FamousSparrow APT targets Azerbaijani energy sector

China-linked FamousSparrow APT has targeted an Azerbaijani oil and gas company with repeated cyberattacks spanning late December 2025 through late February 2026, according to research published by Bitdefender Labs. The multi-wave intrusion represents a significant geographic and sectoral expansion for the threat actor, which has historically focused on hospitality, government, and telecommunications infrastructure across North America, Asia-Pacific, and the Middle East.

According to ESET Research, FamousSparrow is a Chinese cyberespionage group active since at least 2019, known for rapid exploitation of disclosed vulnerabilities and use of the SparrowDoor backdoor—a tool exclusively deployed by this threat cluster. The group gained notoriety in March 2021 when it exploited the ProxyLogon vulnerability in Microsoft Exchange servers just one day after Microsoft disclosed the flaw. ESET researchers had tracked no publicly documented FamousSparrow activity between 2022 and early 2025, but recent investigations revealed the group remained active during the gap, developing upgraded tooling including two previously undocumented versions of SparrowDoor featuring improved code quality, modular architecture, and command parallelization.

The latest variants of SparrowDoor represent marked technical progress, with one variant resembling the CrowDoor backdoor attributed to the Earth Estries APT cluster by Trend Micro. FamousSparrow also deployed ShadowPad, a privately sold backdoor known to be supplied exclusively to China-aligned threat actors—marking the first documented use of this tool by FamousSparrow. Bitdefender attributed the intrusion to FamousSparrow with moderate-to-high confidence, noting the actor’s willingness to exploit and re-exploit the same access paths repeatedly until underlying vulnerabilities are patched and compromised credentials are rotated.

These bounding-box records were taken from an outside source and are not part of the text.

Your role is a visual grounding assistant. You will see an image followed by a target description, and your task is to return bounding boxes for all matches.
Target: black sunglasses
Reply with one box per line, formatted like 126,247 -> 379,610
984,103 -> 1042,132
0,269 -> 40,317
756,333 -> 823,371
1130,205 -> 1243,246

The targeting of Azerbaijani energy infrastructure reflects a notable shift in Chinese espionage priorities. Azerbaijan’s strategic importance to European energy security increased materially following the expiration of Russia’s Ukraine gas-transit agreement in 2024 and disruptions in the Strait of Hormuz in early 2026. Bitdefender observed that Chinese APT activity is now visible moving westward into the South Caucasus region, signaling expanded focus on energy infrastructure in regions of geopolitical importance.

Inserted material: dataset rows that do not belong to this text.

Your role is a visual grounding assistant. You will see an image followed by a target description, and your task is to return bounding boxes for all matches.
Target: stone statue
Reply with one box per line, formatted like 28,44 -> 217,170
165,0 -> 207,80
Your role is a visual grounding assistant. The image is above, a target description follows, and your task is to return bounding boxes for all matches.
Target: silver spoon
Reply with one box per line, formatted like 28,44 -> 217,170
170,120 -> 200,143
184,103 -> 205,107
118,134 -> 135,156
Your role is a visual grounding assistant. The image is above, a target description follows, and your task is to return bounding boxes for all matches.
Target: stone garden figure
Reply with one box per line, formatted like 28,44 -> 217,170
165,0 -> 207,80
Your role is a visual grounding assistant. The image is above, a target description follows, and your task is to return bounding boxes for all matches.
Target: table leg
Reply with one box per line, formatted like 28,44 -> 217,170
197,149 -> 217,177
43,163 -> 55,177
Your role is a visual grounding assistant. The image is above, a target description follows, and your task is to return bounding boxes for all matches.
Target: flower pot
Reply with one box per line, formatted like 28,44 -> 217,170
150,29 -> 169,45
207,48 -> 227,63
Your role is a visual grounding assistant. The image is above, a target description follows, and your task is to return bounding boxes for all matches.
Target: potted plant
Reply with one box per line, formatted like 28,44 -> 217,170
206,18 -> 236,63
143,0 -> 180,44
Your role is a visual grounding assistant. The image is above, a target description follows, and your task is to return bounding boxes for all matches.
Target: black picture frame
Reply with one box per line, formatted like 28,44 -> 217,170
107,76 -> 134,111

The expansion into the energy sector complements reports of FamousSparrow activity targeting South American telecommunications networks under the related moniker UAT-9244 since 2024. Cisco Talos tracks this cluster as using TernDoor, PeerTime, and BruteEntry malware against critical telecom infrastructure. Defenders at energy firms, particularly in strategically sensitive regions, should assume elevated risk from Chinese cyberespionage groups and prioritize patch management, credential hygiene, network segmentation, and threat hunting for SparrowDoor, ShadowPad, and related implants.